Nobody told it constraints spelling. As to capitalisation the document seems clear to me. Unless section 5, for some reason, is non-normative.
> You can spell it kilometre, kilomètre, kilometer, Kilometer, chilometro, Километр, 公里, according to your language.
But we are just talking about the *case*, not about the exact spelling.
>But in symbol form, only 'km' is correct SI. English speakers happen to be lucky in that the symbols and words are easy to relate to each other (µ is an example of one that is not). We are not so fortunate with chemical symbols whereby mercury is Hg. I assume you also know that it is only the SI brochure in French that has official status. bobblewik 01:40, 10 March 2006 (UTC)
I know and said it above. That doesn't mean it only refers to the French language.
Gennaro Prota 02:41, 10 March 2006 (UTC)
Case is exactly what we are talking about with respect to the German language, where all nouns are capitalized, including units such as Meter and Kelvin and Grad Celsius and Kilogramm and Weber and also non-SI units such as Sverdrup or Ångström or whatever. Nobody in Germany, nobody at BIPM, nobody at NIST or NPL or whatever, interprets the SI brochure as prohibiting that usage in the German language. And in any case, BIPM doesn't establish the rules. The CGPM sets the basic framework; the details are filled in by ISO and many other standards organizations. The international rules are the ones dealing with the symbols, not the spelling of spelled-out words.
The Germans also normally use a null plural form (no ending or vowel change) for measurement units, expecially when the units are accompanied with a specific number. Gene Nygaard 02:59, 10 March 2006 (UTC)
Same goes for Fuß, of course, capitalized whether that is used for one of the many old German feet, or for the English foot. Gene Nygaard 04:35, 10 March 2006 (UTC)
The flip side of the coin, of coure, is the fact that these units were generally lowercase in English long before the SI was introduced in 1960. For example,
  • Rogers D. Rusk, Introduction to College Physics, Appleton-Century-Crofts, 2nd ed. 1960 uses henry, volt, ampere, gauss, maxwell, weber, etc.
  • Noel Charlton Little, College Physics, Charles Scribner’s Sons, 1928, uses lowercase watt, joule, etc.
This is just a long-standing English language rule, picked up by and mentioned in the BIPM brochure.
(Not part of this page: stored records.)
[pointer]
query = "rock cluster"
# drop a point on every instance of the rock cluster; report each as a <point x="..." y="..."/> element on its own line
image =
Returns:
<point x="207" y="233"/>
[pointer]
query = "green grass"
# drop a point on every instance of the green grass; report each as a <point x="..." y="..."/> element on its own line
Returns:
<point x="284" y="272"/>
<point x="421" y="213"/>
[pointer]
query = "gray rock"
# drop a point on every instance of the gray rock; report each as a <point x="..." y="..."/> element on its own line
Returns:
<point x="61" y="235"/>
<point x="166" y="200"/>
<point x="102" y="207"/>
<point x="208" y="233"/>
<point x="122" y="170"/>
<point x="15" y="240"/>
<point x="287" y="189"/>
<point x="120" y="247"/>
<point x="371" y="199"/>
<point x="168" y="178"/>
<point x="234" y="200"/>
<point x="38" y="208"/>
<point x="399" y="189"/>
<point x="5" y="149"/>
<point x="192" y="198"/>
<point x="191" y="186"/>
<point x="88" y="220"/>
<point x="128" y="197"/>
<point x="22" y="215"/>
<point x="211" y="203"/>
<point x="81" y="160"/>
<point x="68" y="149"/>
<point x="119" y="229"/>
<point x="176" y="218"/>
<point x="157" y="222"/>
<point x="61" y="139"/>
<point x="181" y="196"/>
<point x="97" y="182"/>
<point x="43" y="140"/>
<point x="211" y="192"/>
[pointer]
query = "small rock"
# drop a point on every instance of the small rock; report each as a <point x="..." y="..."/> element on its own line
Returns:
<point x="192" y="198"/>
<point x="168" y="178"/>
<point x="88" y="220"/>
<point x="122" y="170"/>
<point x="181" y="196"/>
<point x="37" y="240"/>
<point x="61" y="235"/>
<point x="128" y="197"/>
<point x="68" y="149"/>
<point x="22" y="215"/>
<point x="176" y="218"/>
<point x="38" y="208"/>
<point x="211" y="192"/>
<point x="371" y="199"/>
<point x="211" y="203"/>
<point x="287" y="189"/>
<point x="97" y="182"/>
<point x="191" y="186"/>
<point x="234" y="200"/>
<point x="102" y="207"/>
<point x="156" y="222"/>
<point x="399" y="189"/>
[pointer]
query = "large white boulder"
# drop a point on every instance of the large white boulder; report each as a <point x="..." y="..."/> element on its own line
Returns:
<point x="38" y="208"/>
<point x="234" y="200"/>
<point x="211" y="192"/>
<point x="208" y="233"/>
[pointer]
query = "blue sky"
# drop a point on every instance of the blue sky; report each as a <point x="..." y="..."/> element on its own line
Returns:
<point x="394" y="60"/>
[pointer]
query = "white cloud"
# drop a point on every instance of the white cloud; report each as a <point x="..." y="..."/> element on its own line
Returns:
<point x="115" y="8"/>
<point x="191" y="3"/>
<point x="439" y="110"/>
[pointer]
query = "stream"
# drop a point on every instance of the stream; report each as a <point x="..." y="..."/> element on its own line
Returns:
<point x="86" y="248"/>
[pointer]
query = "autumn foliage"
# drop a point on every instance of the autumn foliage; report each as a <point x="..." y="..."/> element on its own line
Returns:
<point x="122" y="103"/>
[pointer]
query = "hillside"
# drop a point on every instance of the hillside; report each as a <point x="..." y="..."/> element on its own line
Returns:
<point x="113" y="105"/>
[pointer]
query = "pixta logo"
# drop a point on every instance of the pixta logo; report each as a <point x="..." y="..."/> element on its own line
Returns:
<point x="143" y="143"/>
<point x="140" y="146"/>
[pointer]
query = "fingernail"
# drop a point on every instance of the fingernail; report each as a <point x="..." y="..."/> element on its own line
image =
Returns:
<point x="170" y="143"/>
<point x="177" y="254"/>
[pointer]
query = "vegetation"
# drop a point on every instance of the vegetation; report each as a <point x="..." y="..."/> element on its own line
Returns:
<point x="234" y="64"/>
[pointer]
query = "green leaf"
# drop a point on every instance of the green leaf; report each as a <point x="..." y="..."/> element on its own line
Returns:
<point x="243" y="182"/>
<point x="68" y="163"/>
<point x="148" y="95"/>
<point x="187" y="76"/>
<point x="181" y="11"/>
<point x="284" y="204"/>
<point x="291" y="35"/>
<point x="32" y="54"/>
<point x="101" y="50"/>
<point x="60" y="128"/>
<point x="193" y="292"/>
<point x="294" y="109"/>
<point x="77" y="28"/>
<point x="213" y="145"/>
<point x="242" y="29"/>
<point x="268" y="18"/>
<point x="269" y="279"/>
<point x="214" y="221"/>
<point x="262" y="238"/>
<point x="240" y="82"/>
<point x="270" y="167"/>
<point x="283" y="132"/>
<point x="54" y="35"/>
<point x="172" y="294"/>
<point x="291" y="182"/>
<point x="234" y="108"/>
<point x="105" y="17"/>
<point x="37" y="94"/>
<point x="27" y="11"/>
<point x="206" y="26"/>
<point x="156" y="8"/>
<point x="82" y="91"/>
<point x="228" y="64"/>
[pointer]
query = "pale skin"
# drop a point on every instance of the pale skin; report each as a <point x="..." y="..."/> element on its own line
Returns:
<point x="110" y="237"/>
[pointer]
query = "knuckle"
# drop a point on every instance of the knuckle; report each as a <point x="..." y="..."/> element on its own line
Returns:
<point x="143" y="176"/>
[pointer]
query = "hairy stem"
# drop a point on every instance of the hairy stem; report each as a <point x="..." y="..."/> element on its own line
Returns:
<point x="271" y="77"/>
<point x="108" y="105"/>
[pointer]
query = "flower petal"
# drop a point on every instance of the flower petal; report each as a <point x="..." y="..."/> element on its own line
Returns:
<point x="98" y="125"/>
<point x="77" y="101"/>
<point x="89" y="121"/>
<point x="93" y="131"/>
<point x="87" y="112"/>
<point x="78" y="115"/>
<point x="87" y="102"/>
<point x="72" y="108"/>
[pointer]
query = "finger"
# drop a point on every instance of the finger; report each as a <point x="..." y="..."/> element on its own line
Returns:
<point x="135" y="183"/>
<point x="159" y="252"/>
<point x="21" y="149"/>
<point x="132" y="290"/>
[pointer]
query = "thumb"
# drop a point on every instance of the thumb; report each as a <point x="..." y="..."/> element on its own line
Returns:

Gene Nygaard 04:56, 10 March 2006 (UTC)
Thanks for your explanation, Gene (just one curiosity: is really "second" more common than "seconds" as a plural form?). Now, unless the consensus is to mark the template for deletion I'll try and prepare a more accurate version, which makes clear that:
  • the international rules only concern the writing of unit *symbols* and *numbers*, not of their names; an English-specific convention exist, though, which is also recommended by BIPM.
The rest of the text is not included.